Page:Trobriand - Le rebelle, 1842.djvu/36

Le texte de cette page a été corrigé et est conforme au fac-similé.

— Allez ! monsieur, une mort sans honte vaut mieux qu’une vie souillée par de telles ignominies.

Il ajouta encore, mais très bas : pauvre sœur ! — Puis il se renferma dans un fier silence, promenant sur la foule hurlante un regard plein de calme et de force.

Le convoi reprit sa marche lente vers la prison neuve.

IX.


L’insurrection canadienne était étouffée ; les mesures réactionnaires eurent leur cours, ciment dangereux dont les oppresseurs se servent pour consolider leurs œuvres et qui cependant en précipite souvent la ruine. Les paroisses rebelles durent encore courber le front sous un joug que leur tentative avait rendu plus pesant, mais non plus solidement établi comme le prouva l’insurrection de l’année suivante.

L’hiver s’écoula dans une tranquillité trompeuse, et sans que rien entravât la marche des vengeances du pouvoir.

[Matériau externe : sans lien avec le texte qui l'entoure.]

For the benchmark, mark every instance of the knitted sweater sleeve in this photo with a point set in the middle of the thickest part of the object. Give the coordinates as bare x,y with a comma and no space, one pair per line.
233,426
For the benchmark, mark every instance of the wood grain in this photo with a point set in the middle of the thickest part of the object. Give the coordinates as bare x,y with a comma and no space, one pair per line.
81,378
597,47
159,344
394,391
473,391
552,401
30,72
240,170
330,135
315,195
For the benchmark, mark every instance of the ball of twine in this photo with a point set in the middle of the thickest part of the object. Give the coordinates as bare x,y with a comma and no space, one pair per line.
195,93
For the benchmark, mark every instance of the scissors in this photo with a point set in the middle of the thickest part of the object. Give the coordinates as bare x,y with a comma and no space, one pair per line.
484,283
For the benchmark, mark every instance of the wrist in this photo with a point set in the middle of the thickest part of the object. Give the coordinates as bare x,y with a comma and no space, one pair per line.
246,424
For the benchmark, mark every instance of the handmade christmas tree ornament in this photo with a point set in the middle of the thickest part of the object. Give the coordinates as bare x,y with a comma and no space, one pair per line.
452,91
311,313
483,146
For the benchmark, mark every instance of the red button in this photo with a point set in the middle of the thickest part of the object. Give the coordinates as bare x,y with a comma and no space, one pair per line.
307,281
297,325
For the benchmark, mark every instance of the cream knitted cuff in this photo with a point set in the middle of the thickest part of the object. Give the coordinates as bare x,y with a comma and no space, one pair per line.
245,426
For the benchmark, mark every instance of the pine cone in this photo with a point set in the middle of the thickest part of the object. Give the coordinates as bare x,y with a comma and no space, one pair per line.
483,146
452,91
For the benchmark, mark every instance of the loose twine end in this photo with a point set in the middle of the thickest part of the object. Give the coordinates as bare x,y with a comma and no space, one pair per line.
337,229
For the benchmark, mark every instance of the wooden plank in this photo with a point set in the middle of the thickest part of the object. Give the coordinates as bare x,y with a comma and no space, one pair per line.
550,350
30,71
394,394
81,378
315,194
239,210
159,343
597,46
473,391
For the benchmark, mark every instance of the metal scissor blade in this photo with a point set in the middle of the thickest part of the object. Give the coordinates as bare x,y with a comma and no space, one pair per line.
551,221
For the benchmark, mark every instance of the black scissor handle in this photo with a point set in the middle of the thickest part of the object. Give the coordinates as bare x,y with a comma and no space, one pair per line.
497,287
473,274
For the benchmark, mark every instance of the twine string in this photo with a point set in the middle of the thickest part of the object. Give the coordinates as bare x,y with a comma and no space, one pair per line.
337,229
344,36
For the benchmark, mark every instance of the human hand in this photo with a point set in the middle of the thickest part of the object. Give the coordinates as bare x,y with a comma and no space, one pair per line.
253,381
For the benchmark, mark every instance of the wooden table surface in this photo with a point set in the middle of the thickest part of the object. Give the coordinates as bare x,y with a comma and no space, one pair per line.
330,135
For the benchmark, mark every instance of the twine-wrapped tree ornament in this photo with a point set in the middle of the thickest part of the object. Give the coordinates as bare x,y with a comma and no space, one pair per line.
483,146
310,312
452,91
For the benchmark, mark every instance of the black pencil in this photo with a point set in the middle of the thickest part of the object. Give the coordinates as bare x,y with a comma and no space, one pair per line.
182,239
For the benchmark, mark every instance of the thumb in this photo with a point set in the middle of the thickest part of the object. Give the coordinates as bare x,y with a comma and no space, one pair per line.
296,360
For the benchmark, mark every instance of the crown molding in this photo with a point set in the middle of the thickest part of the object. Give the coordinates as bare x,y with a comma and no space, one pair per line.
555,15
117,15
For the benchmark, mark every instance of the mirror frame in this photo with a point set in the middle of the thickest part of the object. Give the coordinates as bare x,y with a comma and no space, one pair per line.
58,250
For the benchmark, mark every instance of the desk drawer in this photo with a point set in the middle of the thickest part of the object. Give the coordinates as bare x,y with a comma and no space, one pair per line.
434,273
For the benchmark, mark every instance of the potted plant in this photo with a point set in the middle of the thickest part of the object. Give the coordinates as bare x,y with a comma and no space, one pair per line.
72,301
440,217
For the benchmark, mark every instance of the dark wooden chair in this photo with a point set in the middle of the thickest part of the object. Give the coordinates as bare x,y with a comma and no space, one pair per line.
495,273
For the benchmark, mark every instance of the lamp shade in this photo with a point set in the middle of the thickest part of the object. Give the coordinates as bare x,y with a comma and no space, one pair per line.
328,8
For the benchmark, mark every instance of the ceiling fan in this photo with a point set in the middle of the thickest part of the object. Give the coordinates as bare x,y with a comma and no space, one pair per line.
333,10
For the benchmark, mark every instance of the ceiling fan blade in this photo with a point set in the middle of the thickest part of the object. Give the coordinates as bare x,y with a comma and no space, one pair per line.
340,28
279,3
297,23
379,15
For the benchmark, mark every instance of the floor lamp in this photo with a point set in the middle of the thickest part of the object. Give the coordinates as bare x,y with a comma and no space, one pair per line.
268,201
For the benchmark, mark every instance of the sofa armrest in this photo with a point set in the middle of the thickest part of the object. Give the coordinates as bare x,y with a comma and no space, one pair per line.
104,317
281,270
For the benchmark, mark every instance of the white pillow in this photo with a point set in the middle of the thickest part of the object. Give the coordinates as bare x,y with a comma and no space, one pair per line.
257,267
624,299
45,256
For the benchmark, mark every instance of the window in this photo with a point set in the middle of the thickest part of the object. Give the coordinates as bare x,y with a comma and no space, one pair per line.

En 1838, à cette époque de l’année où les bourgeons reverdis annoncent le réveil de la nature dans ces contrées ensevelies pendant quatre ou cinq mois sous un linceul de glace et de neige, un jeune homme entrait à Montréal par le faubourg de Québec. Il marchait à pas hâtés et le front courbé sous le poids d’une préoccupation facile à remarquer. Par instants, comme si une pensée soudaine le rappelait au sentiment de la réalité, il jetait autour de lui un regard rapide et soupçonneux, puis continuait sa route en rabaissant sur son front le capot gris qui ne laissait guère apercevoir que ses yeux amaigris et creusés sans doute par la fatigue. Son costume, du reste, ne donnait lieu à aucune remarque ; le temps était mauvais, et la pluie chassée par le vent tombait en gouttes pressées et obliques, ce qui rendait général l’usage du capot. Cependant, en avançant davantage dans la grande rue du faubourg, l’étranger remarqua que le nombre des passants augmentait de plus en plus, et bientôt même il se vit entouré de groupes animés marchant dans le même sens que lui. Cette affluence d’autant plus extraordinaire que l’état de l’atmosphère était pire, excita vivement sa curiosité, et pour en comprendre le motif ou le but, il se prit à écouter la conversation des hommes les plus rapprochés, en réglant son pas sur le leur.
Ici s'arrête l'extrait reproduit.